Activated Carbon Filters
Reverse Osmosis
Alkaline/Water Ionizers
UV Filters
Infrared Filters 

The area has hard water that doesnt always taste nice.

Any thoughts?


----------



## Alcalaina (Aug 6, 2010)

I just have a plastic jug with a filter in it. I keep it in the fridge and it removes the rather metallic taste from the tap water. Mine cost 10€ from MGI and the filters are very cheap on Amazon.


----------



## Robors2 (Jun 12, 2015)

Kikie said:


> we are considering getting a water filter. At least one under the sink, but if our new landlord allows we might go whole house. So, for either, what should we look for? I know little about it all but a quick google has shown several types:-
> 
> 
> Reverse Osmosis


I have one of these and I love it.


----------



## trotter58 (Feb 8, 2017)

Kikie said:


> we are considering getting a water filter. At least one under the sink, but if our new landlord allows we might go whole house. So, for either, what should we look for? I know little about it all but a quick google has shown several types:-
> .....
> Reverse Osmosis
> .....
> ...


I'd go for the Reverse Osmosis system fitted under the sink with separate tap.

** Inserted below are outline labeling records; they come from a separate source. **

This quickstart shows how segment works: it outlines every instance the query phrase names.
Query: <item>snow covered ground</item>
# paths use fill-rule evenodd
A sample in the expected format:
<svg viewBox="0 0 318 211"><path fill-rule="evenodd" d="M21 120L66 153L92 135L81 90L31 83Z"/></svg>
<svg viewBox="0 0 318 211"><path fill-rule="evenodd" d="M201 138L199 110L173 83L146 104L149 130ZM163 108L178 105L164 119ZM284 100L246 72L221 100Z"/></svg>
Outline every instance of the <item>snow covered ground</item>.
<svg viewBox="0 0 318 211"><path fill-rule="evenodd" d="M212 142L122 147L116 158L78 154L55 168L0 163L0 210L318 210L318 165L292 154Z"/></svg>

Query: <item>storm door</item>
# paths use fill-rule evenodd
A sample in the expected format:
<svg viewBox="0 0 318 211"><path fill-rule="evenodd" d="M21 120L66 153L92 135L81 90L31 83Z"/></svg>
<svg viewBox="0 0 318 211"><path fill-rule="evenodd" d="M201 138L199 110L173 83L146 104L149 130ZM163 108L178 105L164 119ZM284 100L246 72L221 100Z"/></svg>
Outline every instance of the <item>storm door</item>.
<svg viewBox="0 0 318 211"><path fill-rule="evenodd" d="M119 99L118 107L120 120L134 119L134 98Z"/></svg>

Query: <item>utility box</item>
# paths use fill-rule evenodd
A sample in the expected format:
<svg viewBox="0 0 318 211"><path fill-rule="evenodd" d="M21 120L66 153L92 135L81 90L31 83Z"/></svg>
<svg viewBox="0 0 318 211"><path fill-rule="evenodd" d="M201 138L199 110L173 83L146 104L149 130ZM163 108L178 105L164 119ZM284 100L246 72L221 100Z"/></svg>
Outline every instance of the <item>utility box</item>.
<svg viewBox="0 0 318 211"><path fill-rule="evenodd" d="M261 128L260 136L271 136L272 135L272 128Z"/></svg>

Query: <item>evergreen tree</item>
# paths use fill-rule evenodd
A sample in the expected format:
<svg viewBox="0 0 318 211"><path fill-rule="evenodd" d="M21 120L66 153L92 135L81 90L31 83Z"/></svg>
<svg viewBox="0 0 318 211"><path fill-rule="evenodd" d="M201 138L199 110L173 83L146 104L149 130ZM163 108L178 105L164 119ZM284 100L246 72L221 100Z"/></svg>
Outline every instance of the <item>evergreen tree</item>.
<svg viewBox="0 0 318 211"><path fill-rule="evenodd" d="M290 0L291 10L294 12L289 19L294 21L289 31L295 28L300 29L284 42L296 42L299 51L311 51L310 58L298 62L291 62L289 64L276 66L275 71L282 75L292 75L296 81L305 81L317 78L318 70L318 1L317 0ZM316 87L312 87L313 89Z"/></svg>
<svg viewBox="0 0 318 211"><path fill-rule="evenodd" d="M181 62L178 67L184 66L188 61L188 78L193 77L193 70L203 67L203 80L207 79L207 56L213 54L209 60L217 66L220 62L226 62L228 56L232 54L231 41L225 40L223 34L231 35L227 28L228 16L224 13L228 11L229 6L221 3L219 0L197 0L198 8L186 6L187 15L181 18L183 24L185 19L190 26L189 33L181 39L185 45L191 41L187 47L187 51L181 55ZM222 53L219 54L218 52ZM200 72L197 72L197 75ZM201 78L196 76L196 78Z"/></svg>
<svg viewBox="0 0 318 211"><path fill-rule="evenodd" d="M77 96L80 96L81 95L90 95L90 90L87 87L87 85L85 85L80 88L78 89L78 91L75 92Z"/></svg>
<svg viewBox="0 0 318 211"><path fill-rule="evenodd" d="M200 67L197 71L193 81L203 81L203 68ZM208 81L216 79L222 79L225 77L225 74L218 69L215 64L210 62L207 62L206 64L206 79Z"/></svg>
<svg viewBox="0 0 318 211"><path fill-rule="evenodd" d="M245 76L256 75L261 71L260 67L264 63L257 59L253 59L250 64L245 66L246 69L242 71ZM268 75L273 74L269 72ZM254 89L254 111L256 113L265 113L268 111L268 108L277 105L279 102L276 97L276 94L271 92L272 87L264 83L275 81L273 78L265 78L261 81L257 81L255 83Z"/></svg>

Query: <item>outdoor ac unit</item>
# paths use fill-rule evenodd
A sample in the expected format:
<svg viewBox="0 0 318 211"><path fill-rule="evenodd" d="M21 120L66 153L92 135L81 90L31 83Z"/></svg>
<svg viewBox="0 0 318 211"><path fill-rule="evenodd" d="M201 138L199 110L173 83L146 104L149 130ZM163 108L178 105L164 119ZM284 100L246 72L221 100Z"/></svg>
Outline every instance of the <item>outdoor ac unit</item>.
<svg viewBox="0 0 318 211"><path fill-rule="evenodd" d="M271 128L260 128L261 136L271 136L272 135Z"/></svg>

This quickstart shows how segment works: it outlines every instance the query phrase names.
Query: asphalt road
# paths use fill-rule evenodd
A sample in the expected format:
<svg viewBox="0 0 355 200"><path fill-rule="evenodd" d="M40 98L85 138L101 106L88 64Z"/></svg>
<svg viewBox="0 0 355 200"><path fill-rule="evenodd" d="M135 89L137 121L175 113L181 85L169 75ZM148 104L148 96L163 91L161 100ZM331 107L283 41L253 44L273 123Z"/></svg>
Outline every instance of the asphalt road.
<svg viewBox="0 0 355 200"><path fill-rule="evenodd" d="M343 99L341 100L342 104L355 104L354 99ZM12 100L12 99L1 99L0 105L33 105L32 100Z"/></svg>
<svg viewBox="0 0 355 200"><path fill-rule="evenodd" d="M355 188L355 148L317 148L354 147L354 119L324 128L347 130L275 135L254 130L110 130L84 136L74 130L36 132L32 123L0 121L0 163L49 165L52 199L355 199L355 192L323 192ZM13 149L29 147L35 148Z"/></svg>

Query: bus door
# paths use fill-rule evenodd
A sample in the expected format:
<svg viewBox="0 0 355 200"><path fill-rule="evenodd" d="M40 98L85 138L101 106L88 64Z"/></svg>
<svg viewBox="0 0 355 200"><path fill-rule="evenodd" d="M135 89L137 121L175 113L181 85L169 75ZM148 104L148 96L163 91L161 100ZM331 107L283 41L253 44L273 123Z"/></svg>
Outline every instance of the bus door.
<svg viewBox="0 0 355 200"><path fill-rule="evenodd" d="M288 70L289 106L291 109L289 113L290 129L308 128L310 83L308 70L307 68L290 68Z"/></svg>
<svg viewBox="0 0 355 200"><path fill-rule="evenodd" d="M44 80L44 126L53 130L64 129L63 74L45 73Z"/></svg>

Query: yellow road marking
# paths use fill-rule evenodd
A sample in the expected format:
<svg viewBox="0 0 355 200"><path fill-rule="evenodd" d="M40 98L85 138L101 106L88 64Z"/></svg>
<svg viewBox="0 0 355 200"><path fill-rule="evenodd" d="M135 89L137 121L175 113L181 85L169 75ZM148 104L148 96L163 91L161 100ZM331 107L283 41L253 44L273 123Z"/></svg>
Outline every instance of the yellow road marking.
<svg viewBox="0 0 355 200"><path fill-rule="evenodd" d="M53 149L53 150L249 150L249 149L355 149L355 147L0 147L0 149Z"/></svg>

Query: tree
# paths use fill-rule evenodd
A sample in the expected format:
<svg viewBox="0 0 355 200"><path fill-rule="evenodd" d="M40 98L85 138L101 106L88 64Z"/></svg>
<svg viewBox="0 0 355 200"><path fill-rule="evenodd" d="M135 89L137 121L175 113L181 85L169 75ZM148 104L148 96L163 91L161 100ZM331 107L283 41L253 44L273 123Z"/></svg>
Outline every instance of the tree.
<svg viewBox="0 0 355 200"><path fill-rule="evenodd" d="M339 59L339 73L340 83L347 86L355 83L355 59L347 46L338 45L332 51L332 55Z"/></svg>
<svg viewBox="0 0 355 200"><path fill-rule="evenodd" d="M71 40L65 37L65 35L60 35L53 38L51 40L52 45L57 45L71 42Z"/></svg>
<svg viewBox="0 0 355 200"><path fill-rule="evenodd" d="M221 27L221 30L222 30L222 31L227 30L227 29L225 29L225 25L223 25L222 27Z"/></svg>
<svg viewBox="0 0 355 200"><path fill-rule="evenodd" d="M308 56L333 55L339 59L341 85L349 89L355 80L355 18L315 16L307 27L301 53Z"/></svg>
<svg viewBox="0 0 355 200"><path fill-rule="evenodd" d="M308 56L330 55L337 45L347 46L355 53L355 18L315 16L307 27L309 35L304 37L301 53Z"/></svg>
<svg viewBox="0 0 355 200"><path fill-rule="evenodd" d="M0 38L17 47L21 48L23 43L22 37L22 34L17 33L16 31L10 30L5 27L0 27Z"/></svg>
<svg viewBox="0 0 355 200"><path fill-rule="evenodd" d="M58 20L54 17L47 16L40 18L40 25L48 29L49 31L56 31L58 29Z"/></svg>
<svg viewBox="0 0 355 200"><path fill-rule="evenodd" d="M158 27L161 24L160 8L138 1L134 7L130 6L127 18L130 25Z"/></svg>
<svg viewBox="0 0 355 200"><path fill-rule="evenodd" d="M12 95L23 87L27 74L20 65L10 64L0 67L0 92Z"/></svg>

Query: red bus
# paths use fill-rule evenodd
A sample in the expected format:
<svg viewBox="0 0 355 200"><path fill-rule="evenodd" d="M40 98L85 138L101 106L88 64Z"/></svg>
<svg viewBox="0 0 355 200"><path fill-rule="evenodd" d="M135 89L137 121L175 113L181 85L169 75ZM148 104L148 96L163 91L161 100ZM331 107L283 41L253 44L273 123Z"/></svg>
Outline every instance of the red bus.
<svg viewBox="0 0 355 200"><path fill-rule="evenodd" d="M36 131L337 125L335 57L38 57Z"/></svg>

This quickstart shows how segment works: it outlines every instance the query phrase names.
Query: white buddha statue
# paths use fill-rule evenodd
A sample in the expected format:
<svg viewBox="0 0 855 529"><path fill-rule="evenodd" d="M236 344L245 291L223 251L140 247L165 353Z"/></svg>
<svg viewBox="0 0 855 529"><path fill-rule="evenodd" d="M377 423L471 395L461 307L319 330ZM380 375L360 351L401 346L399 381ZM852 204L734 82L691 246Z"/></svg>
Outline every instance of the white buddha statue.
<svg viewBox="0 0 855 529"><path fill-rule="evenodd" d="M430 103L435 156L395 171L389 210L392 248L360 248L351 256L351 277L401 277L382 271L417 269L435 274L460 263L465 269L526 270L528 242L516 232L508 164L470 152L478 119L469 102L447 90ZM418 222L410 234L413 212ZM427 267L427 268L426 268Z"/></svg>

However, before you opt for the Reverse Osmosis check that you have sufficient water pressure. The system can waste a lot of water if the water pressure isn't sufficient and you may need to get a water booster pump version. 

Not sure where in Valencia you are but if you have a Brico Depot nearby.....
without pump - https://www.bricodepot.es/productos/osmosis-inversa-5-etapas-sin-bomba
With pump - https://www.bricodepot.es/productos/osmosis-inversa-5-etapas-con-bomba
offer item - https://www.bricodepot.es/productos/osmosis-inversa-5-etapas


----------



## baldilocks (Mar 7, 2010)

The water here is very hard. It, sometimes, tasted of chlorine if the quality wasn't as good as it should be and it generally didn't have too good a taste anyway. To start with, we used a filter jug but, of course it did not remove the hardness and we had the problem of needing to descale the kettle, the shower head and the thermostatic mixers in the showers. We had a water softener installed with a bleed off via a four stage filtration system to a separate tap at the kitchen sink to provide drinking water (softened and filtered.) This "drinking" water is really quite drinkable.


----------



## Kikie (Nov 7, 2008)

*Filter jugs v wine bottles*



Alcalaina said:


> I just have a plastic jug with a filter in it. I keep it in the fridge and it removes the rather metallic taste from the tap water. Mine cost 10€ from MGI and the filters are very cheap on Amazon.


Thanks, used those in the UK but here I need more water, more often and the filter jug takes up wine bottle space!


----------